The next time your favorite action show or game gets interrupted by a special message from the president, don't curse the screen and flip to Spike TV for the duration. After all, some of our historical presidents have lived lives of such excitement that they'd seem like obvious fictionalizations even on hard-to-swallow series like 24.
But from a revolutionary who bore scars while imprisoned by an enemy sword to a man of peace who had no problem using his bare hands to toss out troublemakers who interrupted windy political speeches, these commanders-in-chief could command box-office windfalls if only Hollywood were smart enough to turn their lives into action flicks.
Calling Jean Claude van Damme...
6. Benjamin Harrison
The ninth president of the United States was such a well-known badass that when he ran for the White House at the then-venerable age of 67, he basically coasted on the reputation he earned from his wartime exploits: "Tippecanoe, and Tyler too!" (Tyler being his running-mate)
Tippecanoe was the site of his most famous battle, where he led U.S. soldiers against a confederation of Indians led by the mighty Shawnee chief Tecumseh, fighting off a nighttime surprise assault even though they barely had enough bullets to make it through.
Harrison, by the way, learned how to wage war as a young man during Northwest Indian Campaign at the side of the renowned American general "Mad" Anthony Wayne -- the bold commander who was the inspiration for Batman, making Harrison the closest thing to a Robin executive branch the White House has ever seen.
Unfortunately, Harrison turned out to be a lot less hearty than he had been fighting Native Americans, and he died after only 32 days in office because he caught cold during his inauguration.
5. Andrew Jackson
Act 1: A pair of stripling boys in what will be Tennessee run away from home to join the revolution against the oppressive British and act as couriers for the colonials. They're caught, and held in a prison camp under horrific conditions. The older boy starves to death. The younger boy, all of 13, refuses to polish the boots of a pompous British officer. The Brit pulls out his saber and slashes the boy across the face and hands, giving him scars he'll have forever. The boy stands his ground. He has a fire in his eyes.

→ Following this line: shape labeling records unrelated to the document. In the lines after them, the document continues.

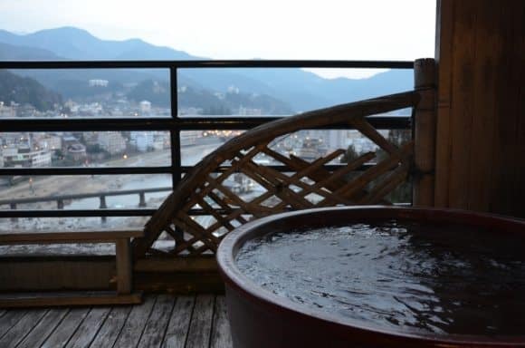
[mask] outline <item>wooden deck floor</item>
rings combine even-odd
[[[230,348],[224,296],[148,295],[142,304],[0,309],[0,348]]]

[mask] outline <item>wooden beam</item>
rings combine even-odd
[[[415,89],[421,99],[414,112],[415,206],[434,206],[435,168],[435,63],[418,59],[414,63]]]
[[[117,239],[115,243],[117,256],[117,293],[128,295],[131,293],[132,265],[129,239]]]
[[[0,308],[19,308],[55,305],[93,305],[93,304],[139,304],[142,293],[118,295],[108,292],[74,292],[74,293],[30,293],[2,294]]]
[[[142,230],[2,233],[0,234],[0,245],[111,243],[117,239],[139,237],[143,235],[144,231]]]

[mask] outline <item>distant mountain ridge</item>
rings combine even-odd
[[[55,104],[60,105],[62,98],[33,79],[0,70],[0,102],[31,104],[36,110],[45,111]]]
[[[140,39],[100,40],[75,27],[47,29],[29,34],[0,30],[1,60],[199,60],[186,52],[156,46]],[[64,81],[100,78],[104,73],[118,83],[130,81],[167,81],[167,70],[143,70],[119,73],[111,71],[37,72],[31,76],[63,93],[71,91]],[[180,69],[178,85],[194,90],[224,92],[234,87],[242,93],[268,95],[281,100],[293,111],[388,94],[413,87],[411,70],[392,70],[368,79],[324,79],[301,69]]]

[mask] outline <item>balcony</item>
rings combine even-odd
[[[443,26],[438,31],[437,72],[433,61],[417,61],[411,91],[294,116],[179,114],[178,98],[184,88],[177,84],[177,76],[183,69],[412,69],[414,63],[0,63],[0,69],[20,70],[161,69],[170,77],[171,97],[169,111],[158,117],[141,117],[138,112],[138,116],[90,119],[65,114],[60,119],[14,119],[9,111],[3,113],[7,115],[2,120],[3,133],[78,132],[86,139],[104,133],[108,139],[104,146],[110,149],[118,147],[116,132],[137,132],[137,142],[158,132],[159,138],[168,140],[168,146],[167,156],[154,158],[146,165],[139,161],[129,165],[137,159],[126,154],[112,159],[109,166],[68,167],[63,162],[61,167],[0,169],[0,176],[25,179],[28,192],[43,192],[37,197],[14,195],[0,200],[0,218],[8,227],[0,242],[9,245],[3,246],[0,257],[4,296],[0,301],[6,307],[63,305],[61,309],[1,310],[0,340],[4,341],[0,342],[14,346],[59,341],[62,346],[102,346],[104,340],[114,346],[129,342],[138,346],[230,346],[224,300],[220,295],[224,284],[215,252],[224,236],[253,218],[312,207],[377,203],[466,208],[523,218],[523,168],[522,161],[517,160],[525,143],[517,82],[522,69],[513,53],[519,39],[491,27],[496,34],[485,40],[485,32],[478,31],[484,22],[462,26],[473,23],[463,17],[477,7],[462,12],[458,8],[463,5],[452,4],[440,3],[439,25]],[[487,8],[478,14],[480,18],[491,18]],[[507,22],[501,18],[499,23],[503,25]],[[485,46],[487,42],[505,54],[492,55],[494,49],[488,44]],[[501,47],[501,43],[506,45]],[[471,49],[477,53],[472,55]],[[103,81],[93,82],[93,86],[99,84],[103,85]],[[150,105],[140,107],[148,110]],[[404,115],[385,114],[406,109]],[[394,143],[384,132],[389,130],[406,130],[411,136],[405,143]],[[212,134],[214,141],[230,137],[229,131],[235,133],[229,141],[215,141],[217,146],[209,152],[196,150],[190,159],[181,149],[186,141],[193,141],[194,131],[204,134],[204,130],[209,130],[206,134]],[[320,130],[356,131],[377,149],[348,155],[343,162],[334,160],[347,156],[348,149],[320,151],[323,148],[320,137],[306,140],[306,134]],[[294,145],[295,135],[301,139],[301,146]],[[157,143],[160,148],[164,141]],[[74,141],[70,145],[72,158],[84,158],[81,148]],[[377,156],[377,149],[384,157]],[[96,149],[90,150],[94,153]],[[132,176],[168,179],[156,187],[119,184],[114,189],[81,189],[86,180],[118,182]],[[43,177],[54,181],[43,181]],[[75,182],[72,188],[46,195],[47,188],[39,186],[43,182],[58,186],[65,179]],[[393,201],[388,195],[406,183],[412,185],[411,199]],[[158,196],[151,199],[153,195]],[[116,197],[125,198],[127,204],[114,205]],[[88,203],[75,205],[80,199]],[[68,219],[85,221],[85,225],[77,228],[80,225],[69,226]],[[52,220],[57,224],[48,223]],[[13,233],[11,228],[16,224],[33,227],[22,231],[24,234]],[[45,240],[39,240],[39,234]],[[109,243],[91,246],[100,241]],[[46,246],[37,246],[39,242]],[[142,303],[133,306],[110,304],[126,301]],[[68,306],[74,304],[82,305]],[[74,319],[66,321],[68,317]],[[135,330],[140,318],[148,320],[140,320],[140,329]],[[172,332],[178,329],[177,339],[170,341]],[[161,334],[151,335],[154,332]]]

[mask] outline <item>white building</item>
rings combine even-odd
[[[153,133],[151,131],[131,131],[130,142],[138,151],[146,152],[153,147]]]
[[[119,131],[100,131],[97,142],[111,155],[122,153],[126,150],[126,139]]]
[[[143,114],[148,114],[151,112],[151,102],[148,101],[142,101],[138,103],[140,106],[140,112]]]
[[[3,160],[6,167],[49,167],[52,152],[43,149],[8,147],[3,150]]]

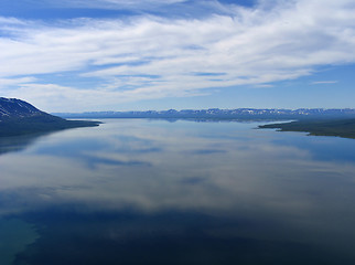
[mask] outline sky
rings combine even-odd
[[[50,113],[355,108],[354,0],[1,0],[0,96]]]

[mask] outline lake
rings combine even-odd
[[[104,119],[0,139],[0,264],[355,264],[355,140]]]

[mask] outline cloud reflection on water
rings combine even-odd
[[[270,237],[265,227],[279,227],[278,240],[345,245],[355,239],[355,165],[314,159],[305,144],[315,138],[288,135],[303,144],[280,145],[280,132],[237,123],[107,120],[100,127],[51,135],[2,156],[0,214],[180,211],[255,224],[208,232],[222,237]]]

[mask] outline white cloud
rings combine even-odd
[[[0,31],[7,34],[0,38],[0,77],[75,71],[72,75],[77,78],[101,78],[101,86],[88,89],[47,80],[50,85],[22,85],[13,94],[50,110],[54,110],[50,104],[54,97],[66,98],[78,109],[95,104],[105,109],[105,100],[114,104],[196,95],[209,87],[268,86],[310,75],[320,65],[355,62],[351,0],[273,1],[272,7],[263,1],[254,9],[234,7],[232,11],[233,17],[141,15],[55,25],[2,18],[0,22],[7,22],[0,23]],[[216,78],[194,73],[224,74]],[[33,94],[35,87],[37,94]]]
[[[312,82],[313,85],[323,85],[323,84],[336,84],[338,83],[337,81],[316,81],[316,82]]]

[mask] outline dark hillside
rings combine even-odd
[[[96,121],[66,120],[17,98],[0,98],[0,137],[98,126]]]

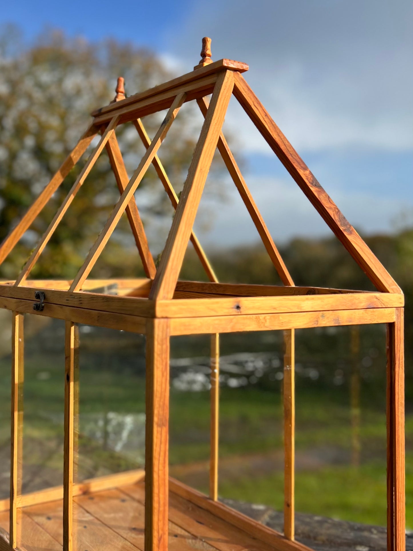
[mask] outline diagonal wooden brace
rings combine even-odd
[[[156,135],[152,142],[150,147],[143,156],[139,166],[135,171],[133,176],[129,180],[129,183],[124,191],[121,196],[112,214],[109,217],[99,236],[95,242],[94,245],[89,251],[86,260],[78,272],[76,277],[70,285],[70,291],[78,291],[83,284],[85,280],[90,273],[90,271],[95,265],[95,263],[99,257],[104,247],[109,240],[109,238],[113,232],[116,225],[123,214],[126,207],[132,196],[136,191],[138,186],[143,178],[145,173],[152,162],[152,159],[156,154],[156,152],[161,146],[161,144],[166,136],[171,125],[175,119],[181,106],[185,101],[186,94],[178,94],[174,100],[172,105],[164,121],[161,125]]]

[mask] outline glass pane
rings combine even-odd
[[[144,468],[145,342],[142,335],[92,326],[80,325],[79,332],[76,478],[93,483]],[[141,493],[133,496],[128,488],[112,482],[74,498],[74,549],[143,548],[144,487],[135,485]]]
[[[79,482],[143,468],[145,339],[79,326]]]
[[[170,474],[207,494],[210,353],[209,335],[171,338]]]
[[[25,314],[23,494],[63,485],[64,382],[64,322]],[[24,507],[19,520],[23,546],[62,549],[61,501]]]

His name is Andrew Jackson.
Act 2: A grown man now, Jackson is a successful planter in his native Tennessee when a messenger races to his door and breathlessly mouths a single word: "War." Jackson opens an old chest hidden in the attic and pulls out a dusty sword. He fingers the scar on his hand. The year is 1812, and he will once again face the hated British.
Act 3: The city of New Orleans is under siege by an overwhelming army of Redcoats, and all looks lost. If the Americans lose the critical port, then .... But a hush falls over the wailing women and ashen-faced soldiers. A tall, wild-haired shadow strides out of the darkness and into the orange light of the dancing campfire. "I'm taking charge here," he says. "My name is Andrew Jackson."
Sequel: Old Hickory: The Seminole Wars
4. George H.W. Bush
Don't be fooled by the wishy-washy WASP lampooned by Dana Carvey -- Bush the First was a bona fide World War II hero who joined because of Pearl Harbor, became the youngest naval aviator to date at age 19, fought in the massive Battle of the Philippine Sea, and earned the awesome callsign "Skin."
But his action movie would be centered around his mission to Japanese installations in the Bonin Islands. Bush flew his Avenger, sustained damage that set the torpedo bomber ablaze, and then kept on with the mission.
He hit the installation, then bailed out into the ocean, the only man of his crew to survive, waiting for hours in an inflatable raft as American fighters circled overhead to keep him from harm. Then, after he was rescued, he joined the teams that rescued other pilots. In all, he flew 58 combats missions.
3. Abraham Lincoln
Bet you never thought you'd see Honest Abe's name on this list. And here's another mindfuck: Lincoln's action movie would be an honest-to-God wrestling flick.
That's right: Lincoln was the 19th-century answer to the WWE.
Our tallest president, Lincoln wasn't some reed-like nerd, but a brawny frontiersman who was a renowned wrestler as a young 'un. He even used his skills from the mat when he campaigned for office for the first time: When an opponent's man began hassling one of his own supporters as he gave a speech, Lincoln rolled up his sleeves, waded into the crowd, and then singlehandedly picked up the man by his pantwaist and collar and tossed him out.
Now, the only thing keeping Lincoln: The Action Movie from becoming a reality is figuring out how to get Mick Foley into the picture.
2. John F. Kennedy
The pre-Camelot life of JFK -- focusing on his World War II heroics as the commander of a PT boat -- seems like a natural for a war flick --
Oh wait, they already did that.
1. Theodore Roosevelt
A sickly, frail youth who overcame a series of personal tragedies and became an indomitable athlete, toughened fighter, and the top crimefighter in the most dangerous city in America, all by the force of his own willpower?
Stick a cape on him, and Teddy Roosevelt would've been frickin' Batman.